格言は阪神淡路大震災直後に総合災害対策本部を事務センター内に設置させた時のもの。
現代の大都市を襲った初の震災、阪神淡路大震災(1995年1月17日)では、神戸市中央区三宮町に本店を置く第二地銀最大手の兵庫銀行(兵銀)は、経営再建の最中、震災によりオンラインシステムが三日間も止まるという日本金融界で初めての事態に直面する。
震度7の激震となった兵銀本店は、建物の倒壊は免れはしたものの、旧館(1952年築)と新館(1971年築)との連結部が大きく損壊した。
ピーピーという警報音が鳴り響くオフィスの机や棚の書類は全て飛散し、重量500キロを超えるコンピューター機器類も設置場所から大きく移動し傾くなど混乱を極めた。
当時、神戸市東灘区住吉本町のマンション三階に住んでいた吉田は、ベッドで就寝中に大きな揺れに遭遇。
《 ズドーンという衝撃でたたき起こされ、室内には陶器類が砕け散った 》という。
午前7時すぎ、徒歩で阪急御影駅近くの兵銀住吉支店に向かうが、店舗の中に入れる状態ではなかった。JR住吉駅の公衆電話から本店と東京の妻に連絡を入れ、銀行から車が迎えに向かったことを知らされここで待機。午前9時半に本店へ到着した。
損壊した本店を前にして、”再建途上の兵銀に大変な試練が来たかもしれない”という興奮と緊張状態のなかで《 オンラインの早期復旧にコストを惜しむな 》とリストラ下の同行にあっては異例の檄(げき)を飛ばした、という。

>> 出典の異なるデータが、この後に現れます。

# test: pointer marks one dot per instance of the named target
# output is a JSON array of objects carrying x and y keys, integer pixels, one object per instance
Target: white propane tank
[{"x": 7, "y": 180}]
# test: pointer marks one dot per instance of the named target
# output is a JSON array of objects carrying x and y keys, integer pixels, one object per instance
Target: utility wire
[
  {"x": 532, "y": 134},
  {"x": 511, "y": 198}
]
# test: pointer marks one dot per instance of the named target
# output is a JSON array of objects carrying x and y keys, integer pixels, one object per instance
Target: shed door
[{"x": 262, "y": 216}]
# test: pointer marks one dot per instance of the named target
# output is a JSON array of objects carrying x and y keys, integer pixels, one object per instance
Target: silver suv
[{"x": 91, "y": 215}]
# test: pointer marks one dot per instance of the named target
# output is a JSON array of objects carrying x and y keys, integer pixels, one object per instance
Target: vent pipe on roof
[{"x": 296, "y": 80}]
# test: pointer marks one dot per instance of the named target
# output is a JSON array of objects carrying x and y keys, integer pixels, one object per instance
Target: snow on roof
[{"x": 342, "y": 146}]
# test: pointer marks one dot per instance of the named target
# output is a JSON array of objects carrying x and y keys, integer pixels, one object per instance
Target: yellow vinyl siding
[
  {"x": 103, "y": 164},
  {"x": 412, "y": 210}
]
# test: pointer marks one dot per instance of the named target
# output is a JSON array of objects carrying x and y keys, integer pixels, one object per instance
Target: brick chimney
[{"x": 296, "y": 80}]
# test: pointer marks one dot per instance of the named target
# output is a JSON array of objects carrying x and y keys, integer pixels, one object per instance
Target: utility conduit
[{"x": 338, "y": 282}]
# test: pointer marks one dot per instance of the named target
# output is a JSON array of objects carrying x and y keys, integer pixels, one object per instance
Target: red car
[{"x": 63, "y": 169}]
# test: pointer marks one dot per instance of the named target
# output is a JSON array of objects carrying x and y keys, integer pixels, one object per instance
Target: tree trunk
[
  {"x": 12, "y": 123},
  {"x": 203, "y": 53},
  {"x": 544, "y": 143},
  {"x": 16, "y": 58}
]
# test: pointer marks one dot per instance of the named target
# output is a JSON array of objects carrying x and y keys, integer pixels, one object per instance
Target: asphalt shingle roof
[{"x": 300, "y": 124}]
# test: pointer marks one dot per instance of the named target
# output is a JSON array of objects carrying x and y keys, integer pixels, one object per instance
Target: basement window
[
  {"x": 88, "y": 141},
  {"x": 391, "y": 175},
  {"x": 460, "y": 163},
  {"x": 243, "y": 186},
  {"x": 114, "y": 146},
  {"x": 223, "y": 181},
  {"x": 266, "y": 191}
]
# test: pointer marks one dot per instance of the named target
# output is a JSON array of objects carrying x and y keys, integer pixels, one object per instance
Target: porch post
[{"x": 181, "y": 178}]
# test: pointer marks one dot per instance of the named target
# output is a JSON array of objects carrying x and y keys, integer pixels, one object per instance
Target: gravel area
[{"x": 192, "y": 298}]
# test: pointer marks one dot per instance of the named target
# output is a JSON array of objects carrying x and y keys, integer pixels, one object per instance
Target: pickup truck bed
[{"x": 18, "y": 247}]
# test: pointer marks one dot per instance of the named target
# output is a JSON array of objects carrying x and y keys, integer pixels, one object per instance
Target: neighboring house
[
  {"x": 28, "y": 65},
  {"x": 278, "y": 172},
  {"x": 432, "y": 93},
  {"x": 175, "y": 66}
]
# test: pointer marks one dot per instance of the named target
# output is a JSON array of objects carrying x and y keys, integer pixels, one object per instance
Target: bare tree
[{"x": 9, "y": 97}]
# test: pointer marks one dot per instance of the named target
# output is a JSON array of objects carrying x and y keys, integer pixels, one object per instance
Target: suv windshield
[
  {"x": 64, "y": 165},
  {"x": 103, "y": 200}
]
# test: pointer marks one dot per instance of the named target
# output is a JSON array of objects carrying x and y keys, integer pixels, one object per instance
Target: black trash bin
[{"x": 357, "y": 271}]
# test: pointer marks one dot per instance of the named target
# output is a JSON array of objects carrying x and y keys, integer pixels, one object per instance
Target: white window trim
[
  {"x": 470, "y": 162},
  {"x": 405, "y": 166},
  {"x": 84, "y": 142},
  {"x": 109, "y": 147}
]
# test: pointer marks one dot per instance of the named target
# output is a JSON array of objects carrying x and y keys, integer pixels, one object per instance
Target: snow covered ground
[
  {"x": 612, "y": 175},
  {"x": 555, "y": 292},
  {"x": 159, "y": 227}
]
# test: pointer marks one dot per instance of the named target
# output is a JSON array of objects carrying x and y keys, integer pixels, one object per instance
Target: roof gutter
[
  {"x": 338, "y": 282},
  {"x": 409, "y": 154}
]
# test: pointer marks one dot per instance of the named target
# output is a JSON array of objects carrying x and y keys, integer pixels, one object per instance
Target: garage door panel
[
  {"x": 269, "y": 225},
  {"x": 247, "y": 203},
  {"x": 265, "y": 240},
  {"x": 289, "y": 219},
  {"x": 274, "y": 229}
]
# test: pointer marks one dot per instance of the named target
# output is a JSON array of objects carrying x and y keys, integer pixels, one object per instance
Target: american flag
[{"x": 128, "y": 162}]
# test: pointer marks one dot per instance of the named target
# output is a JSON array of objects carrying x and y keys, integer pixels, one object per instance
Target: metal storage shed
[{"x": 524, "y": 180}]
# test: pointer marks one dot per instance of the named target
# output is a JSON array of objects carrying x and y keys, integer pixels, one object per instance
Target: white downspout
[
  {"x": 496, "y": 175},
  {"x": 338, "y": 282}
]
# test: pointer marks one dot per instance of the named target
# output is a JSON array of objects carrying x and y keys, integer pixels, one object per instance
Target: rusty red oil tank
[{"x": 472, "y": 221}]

後に判明した兵銀の被害は、元新神戸支店長が死亡、行員の家族ら16人が犠牲となり、行員158人の住居が全半壊・焼失。
震災当日の1月17日は、神戸市内の全48店など91店が営業することができなかった。
幸い耐震化されていた事務センターの建物の損傷は軽微だったため、直ちに本部を事務センターへと移し業務再開を目指すことになる。
兵銀ではコンピューターの作動に必要なエアコン(水冷式)を動かすための水50トンや、自家発電燃料として軽油5万リットルなどの調達に奔走。大阪のユニシス関西支社からコンピューター専門の技術スタッフらを招集し、発災当日の深夜からほとんど不眠不休で作業が行われた。

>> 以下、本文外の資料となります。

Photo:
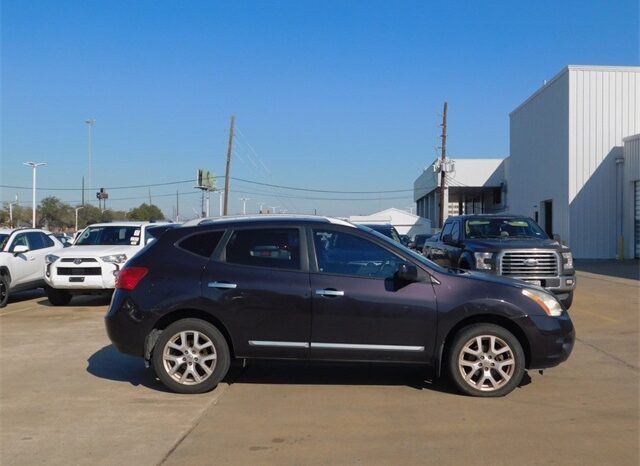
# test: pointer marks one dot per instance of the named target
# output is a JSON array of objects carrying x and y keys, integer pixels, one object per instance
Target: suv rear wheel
[
  {"x": 486, "y": 360},
  {"x": 191, "y": 356}
]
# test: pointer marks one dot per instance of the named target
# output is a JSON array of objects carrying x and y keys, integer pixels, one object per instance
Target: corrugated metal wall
[
  {"x": 631, "y": 175},
  {"x": 539, "y": 148},
  {"x": 604, "y": 107}
]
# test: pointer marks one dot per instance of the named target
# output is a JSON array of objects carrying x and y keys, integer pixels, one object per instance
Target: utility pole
[
  {"x": 228, "y": 171},
  {"x": 444, "y": 198},
  {"x": 244, "y": 204},
  {"x": 34, "y": 166},
  {"x": 90, "y": 122}
]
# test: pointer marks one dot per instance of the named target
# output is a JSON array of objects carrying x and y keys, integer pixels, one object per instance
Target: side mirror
[
  {"x": 19, "y": 249},
  {"x": 407, "y": 273}
]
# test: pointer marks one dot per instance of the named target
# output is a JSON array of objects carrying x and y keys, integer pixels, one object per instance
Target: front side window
[
  {"x": 110, "y": 236},
  {"x": 343, "y": 253},
  {"x": 21, "y": 240},
  {"x": 274, "y": 248},
  {"x": 35, "y": 241}
]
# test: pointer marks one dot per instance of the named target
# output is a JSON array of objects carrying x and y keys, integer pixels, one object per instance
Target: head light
[
  {"x": 567, "y": 260},
  {"x": 547, "y": 302},
  {"x": 115, "y": 258},
  {"x": 50, "y": 258},
  {"x": 483, "y": 260}
]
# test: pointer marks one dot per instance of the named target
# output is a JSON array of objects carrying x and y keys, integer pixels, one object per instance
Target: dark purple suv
[{"x": 322, "y": 289}]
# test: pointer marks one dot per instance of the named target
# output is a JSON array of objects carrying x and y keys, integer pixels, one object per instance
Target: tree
[{"x": 146, "y": 212}]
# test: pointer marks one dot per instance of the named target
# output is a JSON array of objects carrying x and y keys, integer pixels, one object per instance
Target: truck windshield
[
  {"x": 109, "y": 235},
  {"x": 505, "y": 228}
]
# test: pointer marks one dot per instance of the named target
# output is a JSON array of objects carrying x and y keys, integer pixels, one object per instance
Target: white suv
[
  {"x": 22, "y": 253},
  {"x": 91, "y": 264}
]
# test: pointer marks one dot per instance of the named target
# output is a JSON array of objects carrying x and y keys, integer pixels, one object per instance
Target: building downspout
[{"x": 620, "y": 206}]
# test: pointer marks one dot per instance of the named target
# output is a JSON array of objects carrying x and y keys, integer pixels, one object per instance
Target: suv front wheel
[
  {"x": 486, "y": 360},
  {"x": 191, "y": 356}
]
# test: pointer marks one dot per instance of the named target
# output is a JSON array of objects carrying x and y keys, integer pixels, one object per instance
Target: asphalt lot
[{"x": 67, "y": 397}]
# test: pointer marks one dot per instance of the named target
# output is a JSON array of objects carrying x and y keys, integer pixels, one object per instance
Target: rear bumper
[{"x": 127, "y": 328}]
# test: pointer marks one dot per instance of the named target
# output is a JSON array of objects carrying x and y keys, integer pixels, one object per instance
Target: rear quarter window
[{"x": 201, "y": 244}]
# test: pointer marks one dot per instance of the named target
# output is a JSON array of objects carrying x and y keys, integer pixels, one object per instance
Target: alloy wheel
[
  {"x": 189, "y": 357},
  {"x": 486, "y": 363}
]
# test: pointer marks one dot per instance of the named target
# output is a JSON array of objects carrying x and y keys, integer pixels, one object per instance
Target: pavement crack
[
  {"x": 600, "y": 350},
  {"x": 204, "y": 411}
]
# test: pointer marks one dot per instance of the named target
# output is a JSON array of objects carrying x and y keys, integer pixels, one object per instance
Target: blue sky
[{"x": 328, "y": 95}]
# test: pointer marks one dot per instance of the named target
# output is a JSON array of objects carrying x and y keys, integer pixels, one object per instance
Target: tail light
[{"x": 129, "y": 277}]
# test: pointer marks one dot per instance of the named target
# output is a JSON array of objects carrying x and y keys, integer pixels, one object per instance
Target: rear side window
[
  {"x": 202, "y": 244},
  {"x": 274, "y": 248},
  {"x": 47, "y": 241}
]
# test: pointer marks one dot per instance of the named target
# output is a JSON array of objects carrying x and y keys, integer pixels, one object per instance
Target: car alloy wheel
[
  {"x": 189, "y": 357},
  {"x": 486, "y": 363}
]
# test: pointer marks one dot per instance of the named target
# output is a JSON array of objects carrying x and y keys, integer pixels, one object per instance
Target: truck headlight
[
  {"x": 115, "y": 258},
  {"x": 483, "y": 260},
  {"x": 567, "y": 260},
  {"x": 50, "y": 258},
  {"x": 547, "y": 302}
]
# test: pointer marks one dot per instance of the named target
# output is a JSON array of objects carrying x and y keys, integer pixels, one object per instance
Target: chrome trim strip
[
  {"x": 222, "y": 285},
  {"x": 366, "y": 347},
  {"x": 279, "y": 344},
  {"x": 329, "y": 293}
]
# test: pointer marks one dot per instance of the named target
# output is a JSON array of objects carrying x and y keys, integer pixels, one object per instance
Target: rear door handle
[
  {"x": 222, "y": 285},
  {"x": 329, "y": 292}
]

こうした努力の結果、接続が切断していた全銀システム(全国銀行データ通信システム)への復帰も19日朝には可能となり、17日から19日までの決済データなども入力し、発災4日後の20日朝、オンラインの復帰とATM端末などの稼働再開を果たすこととなる。2月中旬には、別店舗に移転・仮営業していた本店営業部など5店舗を除いた全店が通常営業を再開した。
震災から立ち直ったかに見えた兵銀ではあったが、営業再開からわずか半年後の1995(平成7)年8月30日、1.5兆円の不良債権をかかえ経営破綻することになる。銀行としては戦後初の経営破綻で、吉田が浜銀最後の頭取となった。

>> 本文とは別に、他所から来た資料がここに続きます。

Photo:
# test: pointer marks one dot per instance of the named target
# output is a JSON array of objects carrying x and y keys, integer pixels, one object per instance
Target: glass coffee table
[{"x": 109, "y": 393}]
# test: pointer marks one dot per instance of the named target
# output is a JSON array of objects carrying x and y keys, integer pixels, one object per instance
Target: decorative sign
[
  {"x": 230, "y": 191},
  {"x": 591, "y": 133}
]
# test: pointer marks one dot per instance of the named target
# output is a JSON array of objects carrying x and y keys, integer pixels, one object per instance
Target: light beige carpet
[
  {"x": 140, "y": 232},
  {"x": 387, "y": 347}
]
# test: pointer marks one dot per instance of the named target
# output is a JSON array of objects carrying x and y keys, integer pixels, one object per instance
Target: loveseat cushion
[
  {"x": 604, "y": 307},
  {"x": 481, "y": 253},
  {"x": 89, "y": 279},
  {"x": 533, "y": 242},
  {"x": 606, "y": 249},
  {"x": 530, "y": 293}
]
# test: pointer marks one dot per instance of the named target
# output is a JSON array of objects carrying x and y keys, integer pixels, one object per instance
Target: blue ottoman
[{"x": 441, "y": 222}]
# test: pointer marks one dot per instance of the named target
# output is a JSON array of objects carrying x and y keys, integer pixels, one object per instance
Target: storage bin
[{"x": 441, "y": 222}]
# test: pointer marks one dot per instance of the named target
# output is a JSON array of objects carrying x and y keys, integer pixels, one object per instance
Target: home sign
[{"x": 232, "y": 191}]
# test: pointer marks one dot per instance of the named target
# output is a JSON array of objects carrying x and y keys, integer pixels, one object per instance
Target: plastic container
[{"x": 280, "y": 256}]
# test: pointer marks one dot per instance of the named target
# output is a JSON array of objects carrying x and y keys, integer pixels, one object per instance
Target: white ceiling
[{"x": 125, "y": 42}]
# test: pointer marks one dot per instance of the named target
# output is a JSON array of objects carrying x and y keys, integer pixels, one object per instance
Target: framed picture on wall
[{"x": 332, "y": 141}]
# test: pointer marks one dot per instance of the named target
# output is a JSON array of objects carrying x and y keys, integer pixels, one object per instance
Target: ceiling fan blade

1932(昭和7)年3月26日、東京府出身。都立日比谷高等学校、東京大学法学部を経て、1954(昭和29)年大蔵省に入省。大臣官房秘書課に勤務し、1972(昭和47)年大蔵大臣秘書官、1980(昭和55)年銀行局担当審議官、1981(昭和56)年大臣官房総務審議官を経て、1984(昭和59)年銀行局長に就任。
旧法を全改正させた新銀行法(1981年)の成立に寄与し、1985(昭和60)年に乱脈経営により破綻した平和相互銀行(後に住友銀行へ吸収合併)の処理を担当。1986(昭和61)年日本銀行理事となり、1990(平成2)年財団法人金融情報システムセンター理事長。
1993(平成5)年、寺村信行銀行局長らの要請で経営危機にあった兵庫銀行の社長に就任し、経営再建と救済措置に乗り出す。兵庫県や神戸市などの自治体や財界との調整を進める中、阪神淡路大震災で店舗網に大きな被害を受けた同行は、結果的に再建することが叶わず金融不安を払拭するため経営破綻と新銀行(みどり銀行、現みなと銀行)への事業継承の道を選択することとなった。
2011(平成23)年2月7日、心不全のため死去。78歳。